Over the next several years, Jones toured extensively, performing in clubs and concerts, and at festivals around the country. In 1963, she teamed up with a group of other singers to form The Georgia Sea Island Singers. This ensemble traveled together and was the subject of another film by Alan Lomax, The Georgia Sea Island Singers. At home, she continued to sing with the Spiritual Singers Society at public and private gatherings. She also participated in a prayer band that traveled during the Civil Rights Movement, marching with Martin Luther King in Beulah, Mississippi. It was during these years that Jones worked on her book Step It Down, published in 1972. In 1973 she released her first solo album, So Glad I'm Here, followed by Step It Down in 1975. Throughout the 1970s, Jones remained active singing with the Georgia Sea Island Singers and performing at inaugurations, in schools, and at festivals throughout the country.

Mississippi Fred McDowell
is widely viewed by blues aficionados as the most talented artist of his generation to be “discovered” during the blues revival of the late 1950s and 1960s. Despite his nickname, McDowell was a native of Tennessee, born in Rossville on 12 January 1904. He began playing guitar as a teenager and recalled that his main influences in Rossville were Raymond Payne, a native of Mount Pleasant, Mississippi, who taught McDowell to play in the open G or “Spanish” tuning, and an uncle who played guitar with a slide made from a dried steak bone. McDowell subsequently developed his own distinctive and influential slide technique using a pocketknife.

In Rossville, McDowell worked on his father’s small farm and performed at Saturday night fish fries and country dances. At around age twenty-one he moved to Memphis, where his jobs included building rail cars, stacking logs, and working at an oil mill and a dairy. McDowell traveled around Mississippi in the late 1920s, learning “Pea Vine Special” and other songs directly from blues pioneer Charley Patton while visiting the Cleveland area. McDowell moved to Como around 1940 and performed widely around the region until his music reached a broader audience after he was recoreded by folklorist Alan Lomax in 1959. McDowell features prominently on a four-volume set of Lomax’s field recordings, Sounds of the South (1960).

McDowell began performing on the festival and coffeehouse circuits, often receiving equal billing with other rediscovered blues artists who had been documented during the heyday of country blues recording in the late 1920s and early 1930s. Managed by Dick Waterman, McDowell appeared at many prominent venues, including the Newport Folk Festival in 1964. The following year he toured Europe with the American Folk Blues Festival tour.

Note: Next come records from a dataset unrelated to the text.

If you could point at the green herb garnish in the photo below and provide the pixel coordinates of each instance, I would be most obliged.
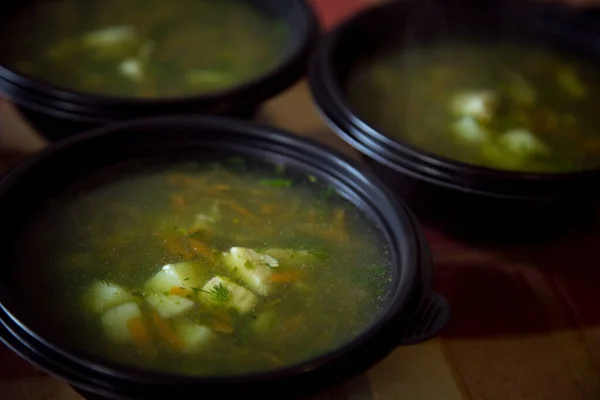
(321, 254)
(219, 292)
(276, 182)
(102, 277)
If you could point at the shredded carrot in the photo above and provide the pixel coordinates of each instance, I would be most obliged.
(241, 210)
(185, 180)
(166, 332)
(200, 248)
(219, 326)
(271, 358)
(268, 208)
(285, 277)
(179, 291)
(138, 331)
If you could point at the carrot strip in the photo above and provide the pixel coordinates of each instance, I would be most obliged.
(285, 277)
(268, 208)
(138, 331)
(184, 180)
(166, 332)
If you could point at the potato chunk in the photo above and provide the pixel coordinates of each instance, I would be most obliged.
(182, 275)
(195, 337)
(221, 292)
(251, 267)
(104, 295)
(116, 322)
(169, 306)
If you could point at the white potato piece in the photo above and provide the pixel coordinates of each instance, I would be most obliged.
(195, 337)
(103, 295)
(111, 36)
(132, 69)
(481, 104)
(220, 291)
(251, 267)
(521, 141)
(169, 306)
(181, 275)
(115, 322)
(469, 130)
(570, 83)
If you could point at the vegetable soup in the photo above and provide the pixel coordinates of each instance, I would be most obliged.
(143, 48)
(211, 268)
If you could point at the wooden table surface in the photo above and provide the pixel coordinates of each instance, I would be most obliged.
(526, 319)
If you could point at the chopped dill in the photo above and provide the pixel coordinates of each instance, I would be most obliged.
(329, 192)
(102, 277)
(276, 182)
(321, 254)
(218, 292)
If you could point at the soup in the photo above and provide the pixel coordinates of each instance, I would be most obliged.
(143, 48)
(202, 269)
(503, 106)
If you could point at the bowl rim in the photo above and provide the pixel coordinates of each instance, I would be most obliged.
(304, 30)
(397, 226)
(332, 102)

Throughout the 1960s McDowell recorded widely in a variety of contexts. Albums on the Arhoolie and Testament labels feature McDowell performing with his wife, Annie Mae. Another Testament LP, Amazing Grace, features religious songs with McDowell accompanied by a group from his church, the Hunter’s Chapel Singers. Field recordings by George Mitchell feature McDowell with harmonica player Johnny Woods, and on the 1968 LP Levee Camp Blues, producer Pete Welding captured songs McDowell performed in his youth. One of the most popular of McDowell’s many recordings was I Do Not Play No Rock and Roll (1969). The album, recorded at the Malaco Records studio in Jackson and issued by Capitol Records, featured McDowell on electric guitar with a rhythm section and extended monologues on various topics.

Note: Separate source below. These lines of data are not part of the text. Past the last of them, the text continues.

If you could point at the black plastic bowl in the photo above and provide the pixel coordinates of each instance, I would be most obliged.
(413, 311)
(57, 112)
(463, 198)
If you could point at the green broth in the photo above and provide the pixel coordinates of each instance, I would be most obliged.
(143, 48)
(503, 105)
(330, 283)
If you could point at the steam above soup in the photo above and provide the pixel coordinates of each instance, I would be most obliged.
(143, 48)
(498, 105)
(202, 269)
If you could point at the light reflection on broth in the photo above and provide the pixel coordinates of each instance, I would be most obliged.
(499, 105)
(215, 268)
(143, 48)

McDowell’s slide guitar playing had already influenced young white artists, most notably Bonnie Raitt, and in 1971 the Rolling Stones covered McDowell’s version of the gospel standard “You’ve Got to Move” on Sticky Fingers. In the 1990s and 2000s his North Mississippi Hill Country blues style was popularized by his student R. L. Burnside and younger interpreters including the North Mississippi Allstars.